Soon, scientists the world over were squabbling, alternately claiming triumphs and debunking them. The Huemul drama was the first act in the quest to create a tiny, controllable fusion reaction. But it was far from the last.

At first glance, it seems impossible to make a bottle sturdy enough to contain a burning sun. What kind of material is strong enough to hold a fusion reaction? To get even the most fusion-friendly atoms to stick to one another, they have to slam together hard enough to overcome their mutual electric repulsion, so the atoms have to be extraordinarily hot—tens or hundreds of million degrees Celsius.32 But matter at such high temperatures is very hard to contain. It is hotter than anything on Earth, far hotter than the melting point of steel. Even a diamond vessel would instantly evaporate in temperatures that extreme. Million-degree substances act almost like universal solvents, eating through whatever substance you put them in. Nothing on Earth would be able to contain such hot matter, at least not without some extraordinarily clever tricks.

Ronald Richter did not have the credentials one would expect of someone who could come up with such a clever trick. He didn’t have a terribly strong scientific background. As a student, he apparently had tried to study (nonexistent) “delta rays” coming from the earth, but his proposal was rejected by his professors. His adviser merely remembered him as a “so-so” student. He hadn’t published any scientific papers and had scant experience in the laboratory. But when Perón suddenly announced that Richter had created a sun in a bottle, he caught the world’s attention.

In the days after Perón’s announcement in March 1951, Richter provided a few more details about his reactor, which he called the “thermotron.” He described the device as a “solar reactor furnace” and said the reactor worked by fusing deuterium with lithium—a light metal whose atoms have three protons and three or so neutrons—at 10,000 degrees Fahrenheit. This was far short of the tens of millions of degrees that fusion scientists thought were required to initiate such a reaction. Richter also said that the reactions in the thermotron created little explosions, micro-fusion-bombs, which, however, were well-contained by large stone walls that surrounded the furnace. For most scientists, this announcement only increased their skepticism. But for others, Richter’s work began to seem plausible, and they started jockeying to share in the credit for the discovery.

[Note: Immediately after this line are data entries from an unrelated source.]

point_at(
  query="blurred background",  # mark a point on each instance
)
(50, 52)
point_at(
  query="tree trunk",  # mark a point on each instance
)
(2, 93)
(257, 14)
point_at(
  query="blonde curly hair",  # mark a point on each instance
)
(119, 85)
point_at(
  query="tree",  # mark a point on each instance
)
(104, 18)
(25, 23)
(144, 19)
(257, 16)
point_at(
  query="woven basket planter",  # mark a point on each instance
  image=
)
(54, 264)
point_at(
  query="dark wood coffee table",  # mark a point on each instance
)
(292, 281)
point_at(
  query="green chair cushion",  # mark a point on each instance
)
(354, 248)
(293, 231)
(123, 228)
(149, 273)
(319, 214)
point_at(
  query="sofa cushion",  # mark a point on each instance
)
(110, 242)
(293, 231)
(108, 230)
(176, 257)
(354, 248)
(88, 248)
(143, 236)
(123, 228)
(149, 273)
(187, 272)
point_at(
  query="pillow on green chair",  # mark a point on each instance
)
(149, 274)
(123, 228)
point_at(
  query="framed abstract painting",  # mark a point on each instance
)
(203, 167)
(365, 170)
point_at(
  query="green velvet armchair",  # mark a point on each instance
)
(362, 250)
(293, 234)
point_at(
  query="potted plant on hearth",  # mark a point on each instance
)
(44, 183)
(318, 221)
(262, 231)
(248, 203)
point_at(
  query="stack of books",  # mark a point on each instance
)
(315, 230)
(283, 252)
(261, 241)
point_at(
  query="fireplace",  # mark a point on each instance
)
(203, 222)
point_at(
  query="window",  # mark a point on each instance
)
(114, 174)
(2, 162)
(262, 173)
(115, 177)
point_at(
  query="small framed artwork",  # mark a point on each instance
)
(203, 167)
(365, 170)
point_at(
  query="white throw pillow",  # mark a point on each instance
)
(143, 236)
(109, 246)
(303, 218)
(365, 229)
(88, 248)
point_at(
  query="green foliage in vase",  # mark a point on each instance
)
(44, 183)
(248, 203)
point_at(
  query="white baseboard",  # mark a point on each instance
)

On April 1, the New York Times announced that a French physicist supported Richter’s claims. The physicist was asserting that, a few months prior, he had performed experiments whose results bore a “striking similarity” to what the Argentine scientist was seeing. In the same issue, the Times’s science editor, Waldemar Kaempffert, wrote that “Richter admits that his process is not new,” and the journalist listed some of his intellectual forebears: the Britons John Cockcroft and Robert Atkinson; the German Fritz Houtermans; the Russian émigré George Gamow; and, of course, Edward Teller. Kaempffert conceded that Richter might have made a breakthrough, but he rejected Perón’s comment that everyone else was on the wrong track. “American and European scientists are fully aware of the work of Atkinson, Houtermans, Gamow, and Teller,” he sniffed. If Richter had made a breakthrough, it was not Argentina’s alone. It was due, in part, to the work of American, British, and German physicists.